Le groupe industriel wallon John Cockerill a reçu l'aval du tribunal de commerce de Belfort pour l'acquisition de McPhy. Cette société française produit des électrolyseurs permettant de produire de l'hydrogène vert, qui peut être utilisé, entre autres, comme carburant pour différents modes de transport.
Avec cette acquisition, John Cockerill Hydrogen vise à créer un champion mondial de l'hydrogène en développant un nouveau produit, le ‘MoJo-stack’. John Cockerill conservera 51 des 71 employés.
Combinaison de deux technologies
Le ‘MoJo-stack’ est le résultat de la combinaison de l'expertise technologique et industrielle en matière de cellules d'électrolyse de John Cockerill Hydrogen et de McPhy Energy. La mise à l'échelle et l'intégration du nouveau ‘MoJo-stack’ sont budgétées à hauteur de 65 millions d'euros. En associant les cellules de John Cockerill à certains composants innovants de McPhy, ils visent un gain de compétitivité de 10-15% par rapport aux modèles actuels.
La centrale de Belfort, située à Foussemagne dans le département français du Territoire de Belfort (Alsace), s'étend sur 22 000 m² et est implantée sur un terrain de huit hectares. Selon l'AFP, le tribunal a approuvé l'acquisition pour un montant de 600 000 euros.
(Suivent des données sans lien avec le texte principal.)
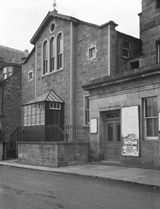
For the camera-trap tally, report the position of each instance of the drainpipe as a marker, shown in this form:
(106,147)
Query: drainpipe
(109,49)
(71,73)
(35,74)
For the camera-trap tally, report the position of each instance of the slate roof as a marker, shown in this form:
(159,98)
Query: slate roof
(49,96)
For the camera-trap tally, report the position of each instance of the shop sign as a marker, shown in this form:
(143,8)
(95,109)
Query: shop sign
(130,131)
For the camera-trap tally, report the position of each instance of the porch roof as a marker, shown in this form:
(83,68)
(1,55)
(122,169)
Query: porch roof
(49,96)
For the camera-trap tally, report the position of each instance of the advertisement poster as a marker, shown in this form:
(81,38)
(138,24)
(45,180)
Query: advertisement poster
(130,131)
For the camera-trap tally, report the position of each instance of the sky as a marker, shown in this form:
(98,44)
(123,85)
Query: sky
(19,19)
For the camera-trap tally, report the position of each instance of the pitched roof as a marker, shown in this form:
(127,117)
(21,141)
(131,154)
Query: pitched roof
(46,20)
(49,96)
(52,14)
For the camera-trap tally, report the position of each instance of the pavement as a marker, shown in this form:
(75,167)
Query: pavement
(149,177)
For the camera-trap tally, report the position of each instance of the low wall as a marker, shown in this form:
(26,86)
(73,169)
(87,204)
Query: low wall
(1,151)
(53,154)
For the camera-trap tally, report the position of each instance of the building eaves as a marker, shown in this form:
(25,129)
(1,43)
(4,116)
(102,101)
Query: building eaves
(52,14)
(46,20)
(120,78)
(30,54)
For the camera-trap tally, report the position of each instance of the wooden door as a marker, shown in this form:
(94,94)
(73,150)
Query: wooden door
(112,140)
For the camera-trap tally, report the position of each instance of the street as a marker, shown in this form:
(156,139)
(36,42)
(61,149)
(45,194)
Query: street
(30,189)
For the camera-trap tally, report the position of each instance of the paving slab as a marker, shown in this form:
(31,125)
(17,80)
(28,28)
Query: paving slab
(143,176)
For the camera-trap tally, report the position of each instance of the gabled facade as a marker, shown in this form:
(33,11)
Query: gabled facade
(69,53)
(125,108)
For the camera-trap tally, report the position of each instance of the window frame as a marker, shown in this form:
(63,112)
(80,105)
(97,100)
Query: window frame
(145,118)
(91,58)
(45,60)
(127,49)
(158,51)
(30,72)
(8,73)
(54,54)
(60,51)
(86,111)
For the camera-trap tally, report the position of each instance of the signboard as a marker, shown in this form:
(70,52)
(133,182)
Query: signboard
(93,126)
(130,131)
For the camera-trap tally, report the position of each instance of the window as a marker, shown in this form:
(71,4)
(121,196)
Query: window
(7,72)
(59,51)
(34,114)
(92,51)
(158,52)
(151,118)
(54,106)
(52,54)
(52,27)
(30,75)
(45,57)
(134,65)
(86,110)
(126,49)
(157,4)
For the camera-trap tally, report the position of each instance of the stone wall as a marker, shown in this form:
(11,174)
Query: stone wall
(53,154)
(12,100)
(1,151)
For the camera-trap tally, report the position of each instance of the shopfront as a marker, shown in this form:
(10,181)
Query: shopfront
(126,110)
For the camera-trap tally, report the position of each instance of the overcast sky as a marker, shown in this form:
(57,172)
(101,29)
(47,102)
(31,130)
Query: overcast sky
(19,19)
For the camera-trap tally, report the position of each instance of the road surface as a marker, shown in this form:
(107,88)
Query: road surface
(30,189)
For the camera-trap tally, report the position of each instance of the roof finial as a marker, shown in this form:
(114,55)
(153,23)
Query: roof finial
(54,6)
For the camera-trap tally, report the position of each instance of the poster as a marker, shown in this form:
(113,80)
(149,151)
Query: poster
(130,131)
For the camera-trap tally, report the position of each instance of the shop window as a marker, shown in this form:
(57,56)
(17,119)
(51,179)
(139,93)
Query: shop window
(151,118)
(134,65)
(30,75)
(34,114)
(7,72)
(126,49)
(86,110)
(52,54)
(59,51)
(45,57)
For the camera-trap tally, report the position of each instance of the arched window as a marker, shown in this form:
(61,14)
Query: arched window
(52,54)
(45,57)
(59,51)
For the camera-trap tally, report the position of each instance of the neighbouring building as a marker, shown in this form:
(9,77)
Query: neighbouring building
(10,89)
(125,106)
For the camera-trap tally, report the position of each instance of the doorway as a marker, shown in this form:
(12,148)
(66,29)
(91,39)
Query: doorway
(112,134)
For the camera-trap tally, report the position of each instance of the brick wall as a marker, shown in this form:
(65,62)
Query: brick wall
(52,154)
(149,30)
(12,104)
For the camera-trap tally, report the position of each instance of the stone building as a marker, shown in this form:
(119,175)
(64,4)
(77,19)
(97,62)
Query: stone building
(10,89)
(125,106)
(67,54)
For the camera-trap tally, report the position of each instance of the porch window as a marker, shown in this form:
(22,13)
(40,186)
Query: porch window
(151,118)
(34,114)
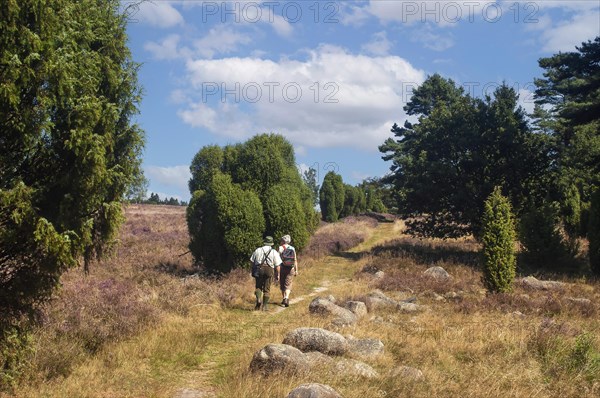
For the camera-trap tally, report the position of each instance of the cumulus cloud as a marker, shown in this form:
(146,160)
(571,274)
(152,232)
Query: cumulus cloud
(332,98)
(379,45)
(567,35)
(431,40)
(526,100)
(165,49)
(161,14)
(220,40)
(175,176)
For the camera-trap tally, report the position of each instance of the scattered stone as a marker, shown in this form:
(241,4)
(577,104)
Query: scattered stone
(437,297)
(318,359)
(190,393)
(313,390)
(354,368)
(322,306)
(409,307)
(279,357)
(452,296)
(438,273)
(316,339)
(358,308)
(582,301)
(411,300)
(365,348)
(370,269)
(536,284)
(407,373)
(518,314)
(377,299)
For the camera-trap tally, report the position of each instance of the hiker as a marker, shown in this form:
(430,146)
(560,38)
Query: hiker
(289,268)
(265,265)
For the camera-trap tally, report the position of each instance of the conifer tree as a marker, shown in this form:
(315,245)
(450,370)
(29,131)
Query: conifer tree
(498,239)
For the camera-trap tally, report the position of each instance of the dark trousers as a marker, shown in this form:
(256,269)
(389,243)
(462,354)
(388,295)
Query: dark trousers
(265,279)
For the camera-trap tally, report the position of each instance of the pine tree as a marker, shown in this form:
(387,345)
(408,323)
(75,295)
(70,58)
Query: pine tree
(594,233)
(69,149)
(498,239)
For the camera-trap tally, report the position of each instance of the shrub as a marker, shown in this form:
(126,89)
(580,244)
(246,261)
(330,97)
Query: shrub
(226,223)
(594,233)
(253,186)
(327,202)
(284,214)
(543,244)
(498,240)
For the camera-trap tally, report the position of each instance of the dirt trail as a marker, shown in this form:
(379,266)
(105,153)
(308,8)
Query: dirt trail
(339,270)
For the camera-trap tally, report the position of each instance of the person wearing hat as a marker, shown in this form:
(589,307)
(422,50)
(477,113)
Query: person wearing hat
(267,262)
(289,268)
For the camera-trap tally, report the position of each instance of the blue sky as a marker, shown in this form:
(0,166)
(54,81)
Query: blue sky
(331,76)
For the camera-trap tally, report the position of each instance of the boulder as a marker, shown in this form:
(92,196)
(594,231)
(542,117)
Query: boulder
(313,390)
(319,360)
(532,282)
(365,348)
(323,306)
(317,339)
(358,308)
(438,273)
(190,393)
(580,301)
(377,299)
(278,358)
(409,307)
(407,373)
(354,368)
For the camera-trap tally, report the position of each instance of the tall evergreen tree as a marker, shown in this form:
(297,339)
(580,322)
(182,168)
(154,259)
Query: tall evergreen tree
(571,88)
(498,238)
(69,148)
(446,165)
(594,233)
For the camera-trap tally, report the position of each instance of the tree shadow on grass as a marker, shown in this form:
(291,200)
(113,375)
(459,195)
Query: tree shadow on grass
(353,256)
(427,252)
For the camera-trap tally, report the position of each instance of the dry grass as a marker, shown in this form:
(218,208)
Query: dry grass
(172,330)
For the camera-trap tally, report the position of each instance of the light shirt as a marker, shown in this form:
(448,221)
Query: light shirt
(273,260)
(290,262)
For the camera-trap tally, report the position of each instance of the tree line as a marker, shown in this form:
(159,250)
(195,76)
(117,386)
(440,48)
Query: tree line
(547,164)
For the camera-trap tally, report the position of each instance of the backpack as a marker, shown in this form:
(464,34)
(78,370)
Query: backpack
(288,255)
(256,267)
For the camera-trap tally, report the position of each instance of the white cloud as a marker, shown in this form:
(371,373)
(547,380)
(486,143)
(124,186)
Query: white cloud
(526,100)
(220,40)
(175,176)
(431,40)
(566,35)
(159,13)
(333,98)
(353,15)
(166,49)
(379,45)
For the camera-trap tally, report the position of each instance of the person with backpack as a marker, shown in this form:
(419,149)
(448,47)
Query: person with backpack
(265,265)
(289,268)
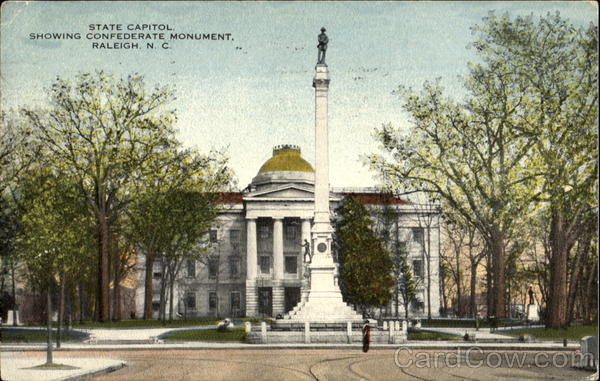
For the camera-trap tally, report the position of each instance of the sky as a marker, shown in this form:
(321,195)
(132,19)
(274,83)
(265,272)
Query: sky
(254,90)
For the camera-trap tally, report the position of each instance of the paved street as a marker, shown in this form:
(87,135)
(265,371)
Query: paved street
(341,364)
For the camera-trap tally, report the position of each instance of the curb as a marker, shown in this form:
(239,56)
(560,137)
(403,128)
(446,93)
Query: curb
(445,346)
(99,372)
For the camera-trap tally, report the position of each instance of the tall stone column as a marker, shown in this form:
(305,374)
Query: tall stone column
(325,302)
(251,268)
(278,291)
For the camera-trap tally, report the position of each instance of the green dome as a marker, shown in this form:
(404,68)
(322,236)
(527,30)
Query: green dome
(286,158)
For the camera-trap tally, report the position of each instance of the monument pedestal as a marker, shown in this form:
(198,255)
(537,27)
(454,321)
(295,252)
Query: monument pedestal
(533,312)
(324,302)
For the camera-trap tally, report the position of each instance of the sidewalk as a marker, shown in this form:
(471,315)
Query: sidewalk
(550,346)
(18,366)
(480,334)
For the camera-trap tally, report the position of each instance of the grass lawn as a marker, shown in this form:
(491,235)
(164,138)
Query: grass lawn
(426,335)
(570,333)
(16,335)
(233,334)
(469,323)
(140,323)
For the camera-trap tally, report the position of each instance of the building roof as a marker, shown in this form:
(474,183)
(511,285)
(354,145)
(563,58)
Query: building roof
(286,158)
(229,198)
(374,198)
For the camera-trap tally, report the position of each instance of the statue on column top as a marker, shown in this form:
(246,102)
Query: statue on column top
(323,41)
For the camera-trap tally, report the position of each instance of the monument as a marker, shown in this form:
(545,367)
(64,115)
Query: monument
(532,308)
(324,301)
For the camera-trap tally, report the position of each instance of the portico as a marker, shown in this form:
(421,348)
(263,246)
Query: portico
(279,213)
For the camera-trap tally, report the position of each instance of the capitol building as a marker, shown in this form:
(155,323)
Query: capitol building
(255,267)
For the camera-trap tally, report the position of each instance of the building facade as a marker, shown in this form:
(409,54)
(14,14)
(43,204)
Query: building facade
(255,267)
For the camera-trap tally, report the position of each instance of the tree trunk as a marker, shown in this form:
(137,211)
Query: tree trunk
(163,288)
(49,323)
(557,312)
(171,291)
(81,303)
(103,267)
(443,290)
(583,248)
(499,266)
(61,310)
(473,290)
(489,286)
(117,286)
(459,310)
(14,291)
(428,271)
(148,291)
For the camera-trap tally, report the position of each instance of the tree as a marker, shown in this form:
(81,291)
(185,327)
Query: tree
(102,131)
(407,283)
(523,134)
(553,81)
(366,266)
(171,217)
(54,237)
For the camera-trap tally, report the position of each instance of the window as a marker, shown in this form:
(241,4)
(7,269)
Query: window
(418,234)
(265,264)
(418,267)
(235,300)
(402,247)
(213,236)
(291,264)
(190,300)
(212,300)
(235,239)
(213,267)
(191,268)
(264,231)
(291,232)
(234,267)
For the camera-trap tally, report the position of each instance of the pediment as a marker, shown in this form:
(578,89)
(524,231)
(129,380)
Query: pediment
(284,192)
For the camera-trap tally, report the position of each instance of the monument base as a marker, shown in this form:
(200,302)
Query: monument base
(324,303)
(533,312)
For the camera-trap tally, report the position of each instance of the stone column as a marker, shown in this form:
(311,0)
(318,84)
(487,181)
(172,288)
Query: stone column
(251,265)
(278,292)
(321,85)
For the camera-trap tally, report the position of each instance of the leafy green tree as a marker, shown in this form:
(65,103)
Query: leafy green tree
(54,237)
(102,131)
(407,283)
(552,84)
(171,217)
(366,266)
(524,133)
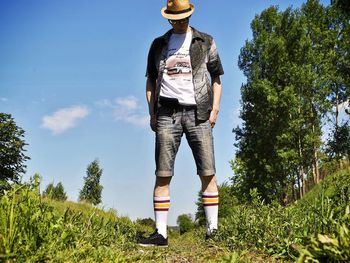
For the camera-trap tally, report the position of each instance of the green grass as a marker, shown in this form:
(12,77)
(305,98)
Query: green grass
(314,229)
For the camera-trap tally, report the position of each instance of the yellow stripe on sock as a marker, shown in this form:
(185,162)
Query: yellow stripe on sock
(210,200)
(161,205)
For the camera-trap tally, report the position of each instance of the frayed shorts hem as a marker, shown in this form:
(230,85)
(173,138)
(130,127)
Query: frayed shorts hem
(206,173)
(164,174)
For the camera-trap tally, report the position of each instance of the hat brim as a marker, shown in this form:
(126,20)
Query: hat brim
(177,16)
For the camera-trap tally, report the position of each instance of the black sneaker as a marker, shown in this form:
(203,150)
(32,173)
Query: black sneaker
(211,235)
(154,240)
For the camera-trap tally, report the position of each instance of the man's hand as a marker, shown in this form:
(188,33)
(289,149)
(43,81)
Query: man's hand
(153,122)
(213,116)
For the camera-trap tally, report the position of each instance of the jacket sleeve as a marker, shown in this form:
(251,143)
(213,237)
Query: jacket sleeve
(214,63)
(151,71)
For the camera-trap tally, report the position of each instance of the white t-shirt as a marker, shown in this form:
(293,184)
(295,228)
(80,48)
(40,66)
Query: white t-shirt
(177,77)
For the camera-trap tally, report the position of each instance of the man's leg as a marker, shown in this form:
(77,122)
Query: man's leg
(161,204)
(210,199)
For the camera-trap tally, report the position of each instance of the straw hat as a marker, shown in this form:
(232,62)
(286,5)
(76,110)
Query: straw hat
(177,9)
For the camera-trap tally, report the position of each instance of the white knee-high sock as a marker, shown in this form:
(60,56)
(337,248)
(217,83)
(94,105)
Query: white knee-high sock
(211,207)
(161,208)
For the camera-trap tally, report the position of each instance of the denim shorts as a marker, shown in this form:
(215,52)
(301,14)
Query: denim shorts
(171,125)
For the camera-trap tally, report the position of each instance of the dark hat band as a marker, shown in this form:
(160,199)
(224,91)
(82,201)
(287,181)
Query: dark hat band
(177,12)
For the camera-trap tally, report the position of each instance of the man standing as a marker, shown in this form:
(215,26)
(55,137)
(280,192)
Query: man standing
(183,92)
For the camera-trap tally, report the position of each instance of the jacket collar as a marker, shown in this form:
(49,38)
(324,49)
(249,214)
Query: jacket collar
(195,35)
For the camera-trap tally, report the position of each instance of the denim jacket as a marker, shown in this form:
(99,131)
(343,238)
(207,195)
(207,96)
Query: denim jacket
(205,63)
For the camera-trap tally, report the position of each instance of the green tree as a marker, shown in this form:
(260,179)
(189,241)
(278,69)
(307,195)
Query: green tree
(92,189)
(55,192)
(288,65)
(185,223)
(12,156)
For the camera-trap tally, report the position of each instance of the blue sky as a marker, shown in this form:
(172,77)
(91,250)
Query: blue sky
(72,76)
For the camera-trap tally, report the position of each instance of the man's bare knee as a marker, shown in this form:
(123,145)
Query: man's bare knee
(161,187)
(209,183)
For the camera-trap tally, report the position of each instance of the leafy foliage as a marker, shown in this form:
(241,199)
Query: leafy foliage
(92,189)
(185,223)
(55,192)
(297,68)
(315,227)
(35,230)
(12,156)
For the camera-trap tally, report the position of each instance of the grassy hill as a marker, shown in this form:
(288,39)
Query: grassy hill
(314,229)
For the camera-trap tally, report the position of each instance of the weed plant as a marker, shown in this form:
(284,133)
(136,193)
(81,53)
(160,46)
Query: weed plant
(34,230)
(314,229)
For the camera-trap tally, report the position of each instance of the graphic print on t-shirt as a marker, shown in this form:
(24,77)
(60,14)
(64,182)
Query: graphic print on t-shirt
(177,79)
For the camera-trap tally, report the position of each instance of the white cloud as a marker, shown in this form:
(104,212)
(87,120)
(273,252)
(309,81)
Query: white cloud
(64,119)
(126,109)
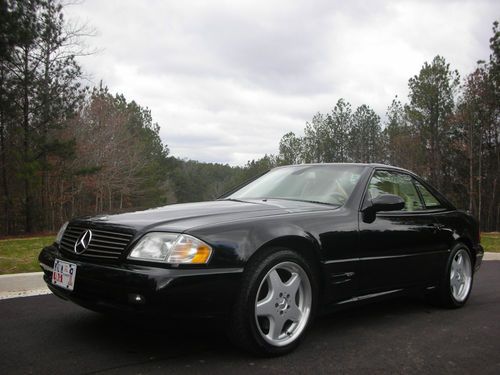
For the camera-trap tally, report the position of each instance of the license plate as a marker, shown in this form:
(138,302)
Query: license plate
(64,274)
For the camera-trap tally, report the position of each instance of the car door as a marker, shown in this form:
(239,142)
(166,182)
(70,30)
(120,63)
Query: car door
(398,247)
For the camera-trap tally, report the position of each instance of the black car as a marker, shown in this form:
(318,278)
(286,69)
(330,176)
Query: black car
(273,253)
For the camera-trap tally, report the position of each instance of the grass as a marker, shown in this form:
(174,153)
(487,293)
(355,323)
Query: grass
(491,241)
(19,255)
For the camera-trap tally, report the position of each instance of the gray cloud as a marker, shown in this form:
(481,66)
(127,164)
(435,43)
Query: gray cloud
(225,80)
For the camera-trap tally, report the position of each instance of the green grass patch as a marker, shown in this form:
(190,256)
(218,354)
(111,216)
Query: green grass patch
(491,241)
(19,255)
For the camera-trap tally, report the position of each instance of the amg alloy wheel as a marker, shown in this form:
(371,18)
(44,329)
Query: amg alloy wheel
(283,304)
(276,304)
(456,283)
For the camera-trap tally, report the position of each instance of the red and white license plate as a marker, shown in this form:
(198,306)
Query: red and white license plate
(64,274)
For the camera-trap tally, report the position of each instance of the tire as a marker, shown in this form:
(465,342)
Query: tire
(276,303)
(456,284)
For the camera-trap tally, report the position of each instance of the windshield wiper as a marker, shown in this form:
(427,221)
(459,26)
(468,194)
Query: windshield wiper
(305,200)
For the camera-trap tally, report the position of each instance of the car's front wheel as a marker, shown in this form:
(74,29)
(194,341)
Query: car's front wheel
(276,303)
(456,285)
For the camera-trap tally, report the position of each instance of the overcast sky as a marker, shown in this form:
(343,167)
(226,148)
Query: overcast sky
(226,79)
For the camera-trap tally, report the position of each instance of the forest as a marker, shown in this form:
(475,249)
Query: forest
(67,149)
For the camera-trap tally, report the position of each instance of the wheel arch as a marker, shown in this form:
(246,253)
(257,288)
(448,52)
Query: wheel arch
(307,247)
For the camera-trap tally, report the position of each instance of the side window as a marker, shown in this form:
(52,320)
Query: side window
(429,199)
(384,182)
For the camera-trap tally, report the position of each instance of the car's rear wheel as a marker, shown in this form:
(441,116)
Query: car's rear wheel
(276,303)
(456,285)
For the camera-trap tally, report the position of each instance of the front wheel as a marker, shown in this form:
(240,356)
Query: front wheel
(276,303)
(456,285)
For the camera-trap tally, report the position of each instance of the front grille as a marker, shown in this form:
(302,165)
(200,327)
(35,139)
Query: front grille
(105,244)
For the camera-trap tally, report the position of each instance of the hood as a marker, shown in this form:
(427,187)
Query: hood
(181,217)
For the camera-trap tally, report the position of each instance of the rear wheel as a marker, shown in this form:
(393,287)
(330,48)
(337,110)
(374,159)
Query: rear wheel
(276,303)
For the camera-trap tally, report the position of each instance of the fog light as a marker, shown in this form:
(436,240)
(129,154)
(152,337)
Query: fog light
(136,299)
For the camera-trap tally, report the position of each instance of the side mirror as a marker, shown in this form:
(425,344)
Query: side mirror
(388,202)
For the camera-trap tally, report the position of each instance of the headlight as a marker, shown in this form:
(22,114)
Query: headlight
(171,248)
(60,233)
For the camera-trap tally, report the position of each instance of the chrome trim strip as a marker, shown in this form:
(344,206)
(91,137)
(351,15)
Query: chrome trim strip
(385,257)
(368,296)
(46,268)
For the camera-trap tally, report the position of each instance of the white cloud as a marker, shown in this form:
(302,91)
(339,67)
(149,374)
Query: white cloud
(226,79)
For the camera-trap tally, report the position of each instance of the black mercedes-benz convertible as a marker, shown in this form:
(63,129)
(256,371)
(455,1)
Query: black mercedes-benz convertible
(271,254)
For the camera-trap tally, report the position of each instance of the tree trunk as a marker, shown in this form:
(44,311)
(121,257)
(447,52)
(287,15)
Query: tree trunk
(28,199)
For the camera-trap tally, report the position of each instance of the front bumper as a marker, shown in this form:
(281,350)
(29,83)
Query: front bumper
(115,287)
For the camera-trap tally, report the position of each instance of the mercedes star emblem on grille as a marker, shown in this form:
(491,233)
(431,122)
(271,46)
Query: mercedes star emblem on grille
(82,243)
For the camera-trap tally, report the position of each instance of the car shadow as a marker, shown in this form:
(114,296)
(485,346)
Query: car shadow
(160,339)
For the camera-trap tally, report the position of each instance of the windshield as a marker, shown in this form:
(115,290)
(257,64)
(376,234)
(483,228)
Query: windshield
(327,184)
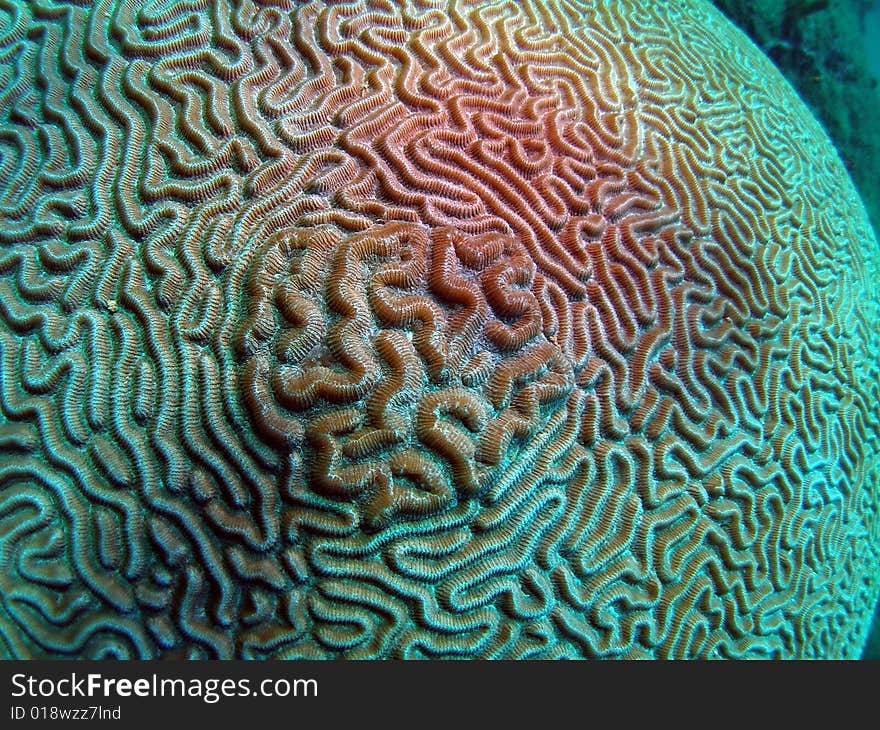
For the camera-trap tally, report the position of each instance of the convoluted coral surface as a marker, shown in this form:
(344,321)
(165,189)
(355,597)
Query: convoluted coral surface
(501,329)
Cependant, John Cockerill peut prétendre à des subventions européennes via le programme PIEC, initialement attribué à McPhy. Le montant en question est de 114 millions d'euros, dont 29 millions ont déjà été débloqués, un montant correspondant au prix de l'usine. Normalement, environ 50 millions d'euros de ces subventions seraient encore disponibles pour John Cockerill.

Troisième usine pour la production d'équipements d'électrolyse
Le tribunal de Belfort avait ouvert une procédure de restructuration de la dette à l'encontre de McPhy en raison de graves problèmes financiers et d'un déficit de trésorerie. Une tentative de vente de McPhy a ensuite eu lieu, au cours de laquelle les procédures de restructuration de la dette ont été converties en liquidation judiciaire. Les actionnaires peuvent considérer leur investissement comme perdu.
John Cockerill opère dans les secteurs de la défense, de l'énergie, de l'acier et de l'hydrogène. Le groupe emploie 8 000 personnes dans le monde. À la fin du mois dernier, il a procédé à une nouvelle augmentation de capital de 116 millions d'euros.
L'entreprise a l'intention d'utiliser ces fonds pour poursuivre son plan de développement stratégique, qui est centré sur l'hydrogène. La production en série d'équipements d'électrolyse a déjà commencé dans les usines de Seraing, en Wallonie, et d'Aspach, en France.